Kubicek Bernhard wrote:

>Dear all,
>
>as promised I send a small system which I try to solve with a tree
>gauged magnetic vector potential. 
>The system was created, because my final-goal calculation does not work
>at all:
>
>We try to simulate arc discharges, in a geometry simmilar to
>coolmesh.png. The top surface is a symmetry boundary, the red and blue
>things are conducting copper electrodes, green and grey-blue is some
>air.

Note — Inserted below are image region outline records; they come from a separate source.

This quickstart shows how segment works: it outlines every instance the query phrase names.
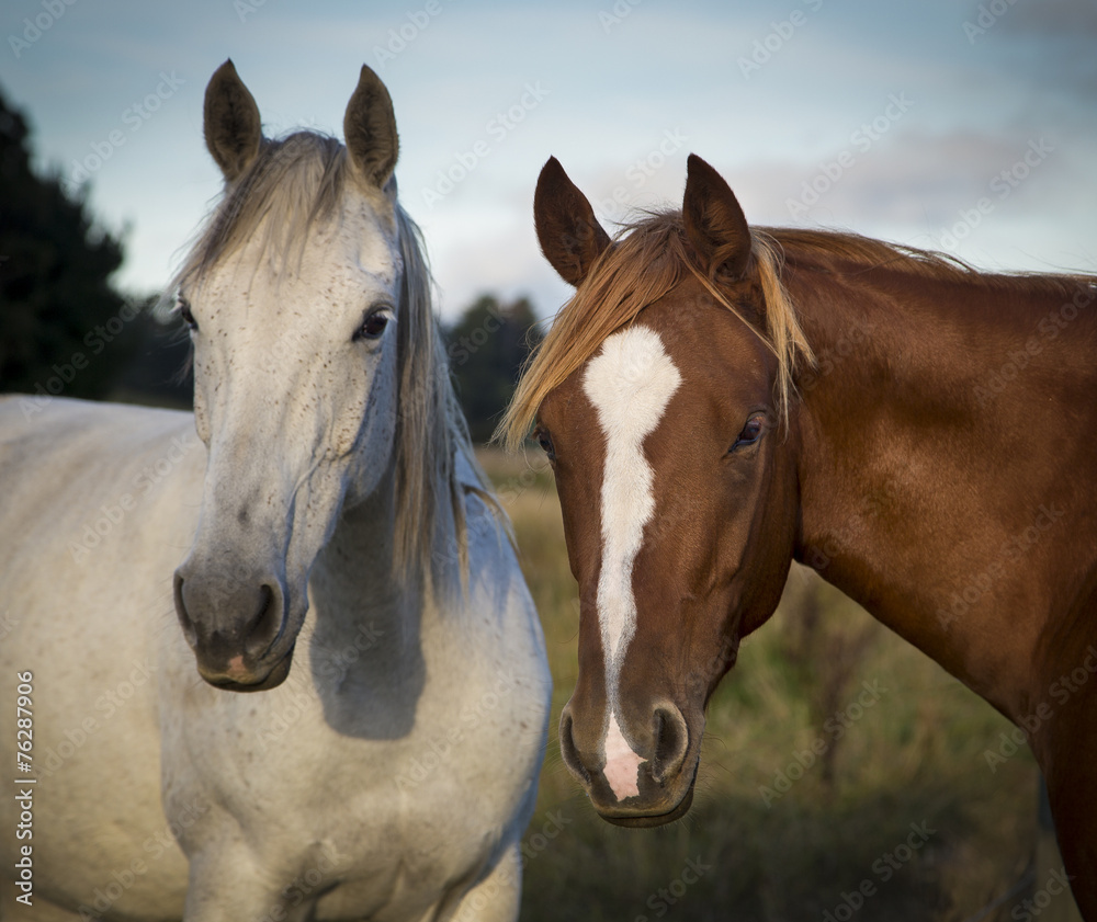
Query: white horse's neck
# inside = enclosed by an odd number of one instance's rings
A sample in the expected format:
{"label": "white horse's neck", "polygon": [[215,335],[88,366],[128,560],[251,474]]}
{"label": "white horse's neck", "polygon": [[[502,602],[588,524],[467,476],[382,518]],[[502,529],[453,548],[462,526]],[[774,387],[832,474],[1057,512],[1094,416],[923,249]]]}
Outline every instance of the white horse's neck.
{"label": "white horse's neck", "polygon": [[[411,729],[426,681],[425,634],[438,616],[423,579],[430,561],[406,578],[394,572],[393,487],[389,468],[365,501],[343,509],[313,568],[310,630],[302,637],[308,681],[320,692],[328,722],[382,739]],[[436,534],[453,534],[446,502],[439,503]]]}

One of the (visible) small side faces of the electrodes we insert a
>source current density, the (visible) small side face of the opposed
>electrode is on potential zero. In the "air", we have a
>temperature-field imported into GetDP up to 30000 Kelvin. The plasma is
>modelled via a temperature dependent conductivity. All this is coupled
>with a commercial CFD code, to simulate the arcs behaviour transiently,
>e.g. the pinch forces, the resistive heating, fluid pressure waves,
>movement...
>
>All this workes nicely for our "playground" geometries e.g.
>http://www.geuz.org/getdp/wiki/Gallery .

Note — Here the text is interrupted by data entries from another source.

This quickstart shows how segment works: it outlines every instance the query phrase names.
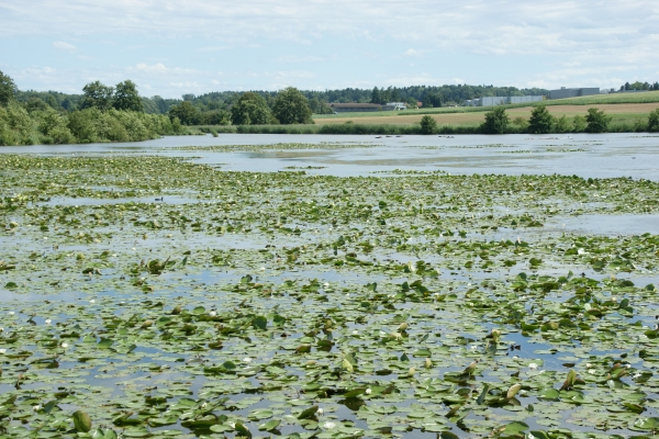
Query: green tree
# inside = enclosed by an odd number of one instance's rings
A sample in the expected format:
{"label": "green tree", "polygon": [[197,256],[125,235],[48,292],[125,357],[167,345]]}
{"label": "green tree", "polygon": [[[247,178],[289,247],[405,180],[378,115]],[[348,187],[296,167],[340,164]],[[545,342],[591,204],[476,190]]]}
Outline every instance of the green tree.
{"label": "green tree", "polygon": [[377,87],[373,87],[373,91],[371,91],[371,103],[380,104],[382,103],[381,101],[380,90]]}
{"label": "green tree", "polygon": [[82,101],[80,109],[98,109],[101,111],[110,110],[114,97],[114,89],[104,86],[101,81],[89,82],[82,87]]}
{"label": "green tree", "polygon": [[426,94],[425,97],[423,97],[422,103],[423,103],[423,105],[422,105],[423,109],[432,109],[433,106],[435,106],[435,105],[433,105],[433,100],[431,99],[429,93]]}
{"label": "green tree", "polygon": [[608,128],[608,122],[611,122],[611,116],[604,114],[603,110],[592,108],[588,109],[585,122],[588,123],[585,126],[587,133],[606,133],[606,130]]}
{"label": "green tree", "polygon": [[425,115],[421,117],[421,134],[433,134],[437,132],[437,121],[432,116]]}
{"label": "green tree", "polygon": [[144,104],[142,103],[139,93],[137,93],[137,86],[135,86],[135,82],[126,79],[116,85],[114,88],[112,106],[115,110],[144,111]]}
{"label": "green tree", "polygon": [[510,119],[503,106],[495,106],[485,113],[485,120],[480,126],[484,134],[503,134],[510,123]]}
{"label": "green tree", "polygon": [[565,114],[556,120],[554,130],[556,130],[557,133],[567,133],[570,131],[570,123]]}
{"label": "green tree", "polygon": [[0,70],[0,106],[7,106],[10,101],[13,101],[18,91],[13,79]]}
{"label": "green tree", "polygon": [[574,127],[574,133],[583,133],[585,131],[585,117],[577,114],[572,119],[572,125]]}
{"label": "green tree", "polygon": [[650,115],[648,117],[648,131],[649,132],[658,132],[659,131],[659,109],[655,111],[650,111]]}
{"label": "green tree", "polygon": [[556,121],[554,116],[549,114],[547,106],[538,105],[530,112],[530,117],[528,119],[528,132],[532,134],[551,133],[555,122]]}
{"label": "green tree", "polygon": [[35,111],[46,111],[51,109],[51,106],[43,101],[41,98],[30,98],[27,102],[25,102],[25,110],[27,113],[32,113]]}
{"label": "green tree", "polygon": [[266,125],[277,121],[264,97],[248,91],[231,108],[231,122],[234,125]]}
{"label": "green tree", "polygon": [[190,101],[183,101],[169,109],[169,119],[174,121],[175,117],[178,117],[179,122],[183,125],[199,125],[201,122],[201,113]]}
{"label": "green tree", "polygon": [[308,99],[294,87],[279,92],[272,113],[279,123],[284,125],[313,123]]}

>However, in the attached mesh we are more or less forced to use a
>hexahedral mesh. The electrodes are so thin that they would force an
>enourmous ammout of tetrahedras for some useful meshing. With the shown
>structured hexahedral grid, we hope to use longish "bricks" instead of
>"cubeish" cells. Also I think it is an advantage that and the violet
>region, the mesh bends around the electrodes in a similar way as the
>magnetic field. 
>However, we experience very bad behaviour even for the calculation of
>the current density. However, the magnetic field is completely invalid.
>Which I don't understand, as my very beautiful mesh is indeed very
>beautiful.
>The big difference can be the hexahedral mesh, oposed to the tetrahedral
>mesh we use usually.
>
>That is why I created the attached system, to trace down the problem's
>source.
>// The gambit mesh are excluded because of their size, you can download
>it here:
>// http://kariert.org/files/gambit.gmsh
>
>Basically, it is a infinitely long square wire with a constant electric
>current "enclosed" in a box. The geometry is meshed either tetrahedral
>or hexahedral using gmsh. To get some hexahedral grid using the
>transfinite algorithm, the 8 outer volumes were chosen.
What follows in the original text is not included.